Não podemos desconsiderar que o impacto da pandemia da Covid 19, que nos deixou dentro de nossas casas, contribuiu muito para a discussão do racismo em nosso pais. Os tristes episódios de George Floyd, do menino Miguel e de Carlos Alberto, foram adentrando pelas casas, via internet e telas das televisões brasileiras. Esses casos públicos de racismo repercutiram de forma intensa e contribuíram para “o pensar crítico” da sociedade brasileira, no que tange ao racismo estrutural que nos define como nação, infelizmente.
Para o desamor, muito amor. Por isso escrevo “literatura negro afetiva”: para que esta tenha um impacto positivo nas relações raciais brasileiras e na formação das infâncias brasileiras. Nos meus livros, tenho a pretensão, de que eles atuem numa perspectiva de uma literatura antirracista para que alcancemos aquela sociedade que sonhamos onde o respeito as diferenças seja uma realidade.
Você está lançando o livro “Chama o Sol, Matias!” pela Editora Oficina Raquel. Fala um pouco dele pra gente e quais suas expectativas sobre a obra.
O Matias é um menino lindo, criativo, encantador, leitor e muito amado. Havia prometido uma história para ele. Mas queria que ela acontecesse primeiro no meu coração. Em 2020, no comecinho do ano, antes da pandemia, fiz uma viagem para Fortaleza com meu marido. Acordamos animados para ir à praia, mas o sol se escondeu entre as nuvens. Ficamos frustrados… Mas logo avistamos um pontinho azul no céu que foi se abrindo de mansinho e logo apareceu um sol lindo e irradiante… Fomos à praia felizes da vida. Era uma experiencia lúdica que valia a pena escrever e colocar o Matias como personagem principal. E assim fiz. Foi desse jeito que nasceu a história a do Matias, que considero um abraço em formato de livro. Palavras são presentes!
Estou muito feliz em publicar pela Oficina Raquel, uma editora na qual estou de olho há muito tempo. Fazer livro exige delicadeza, competência, sensibilidade e respeito aos artistas envolvidos no processo editorial.

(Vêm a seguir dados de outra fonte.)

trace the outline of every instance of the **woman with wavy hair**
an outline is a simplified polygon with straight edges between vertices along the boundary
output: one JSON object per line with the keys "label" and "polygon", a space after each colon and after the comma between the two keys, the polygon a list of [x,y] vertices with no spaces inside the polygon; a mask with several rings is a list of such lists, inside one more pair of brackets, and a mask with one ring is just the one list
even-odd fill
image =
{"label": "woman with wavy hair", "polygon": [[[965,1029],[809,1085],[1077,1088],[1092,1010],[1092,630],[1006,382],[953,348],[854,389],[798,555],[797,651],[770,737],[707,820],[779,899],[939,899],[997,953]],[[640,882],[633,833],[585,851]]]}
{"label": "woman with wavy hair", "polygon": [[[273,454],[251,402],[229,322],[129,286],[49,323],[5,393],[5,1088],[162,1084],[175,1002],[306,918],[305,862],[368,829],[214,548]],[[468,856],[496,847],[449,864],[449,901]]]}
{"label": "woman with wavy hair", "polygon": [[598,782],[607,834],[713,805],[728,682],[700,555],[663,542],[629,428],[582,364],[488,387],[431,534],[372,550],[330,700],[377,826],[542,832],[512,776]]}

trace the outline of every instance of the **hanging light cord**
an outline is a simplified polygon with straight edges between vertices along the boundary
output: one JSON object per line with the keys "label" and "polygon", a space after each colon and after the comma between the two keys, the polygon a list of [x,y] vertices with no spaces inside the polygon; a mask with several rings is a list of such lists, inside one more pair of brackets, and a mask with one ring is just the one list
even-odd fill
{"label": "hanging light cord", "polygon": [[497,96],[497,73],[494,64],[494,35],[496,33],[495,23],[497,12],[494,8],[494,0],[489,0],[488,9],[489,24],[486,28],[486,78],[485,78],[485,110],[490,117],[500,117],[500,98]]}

A Oficina Raquel tem todos esses ingredientes e estou muito animada com este livro. Desejo que seja um sucesso e corra mundo…
Por fim, deixe uma mensagem para os leitores do nosso blog.
Desejo que pais e professores leiam para as crianças sempre que puderem. Ofereça livros que tenha diversidade de temas e de personagens. A leitura alimenta as ideias e os livros formam mentalidades…Não esqueçam: contar histórias é um ato de amor. Ah… e não deixem de ler Chama o sol, Matias!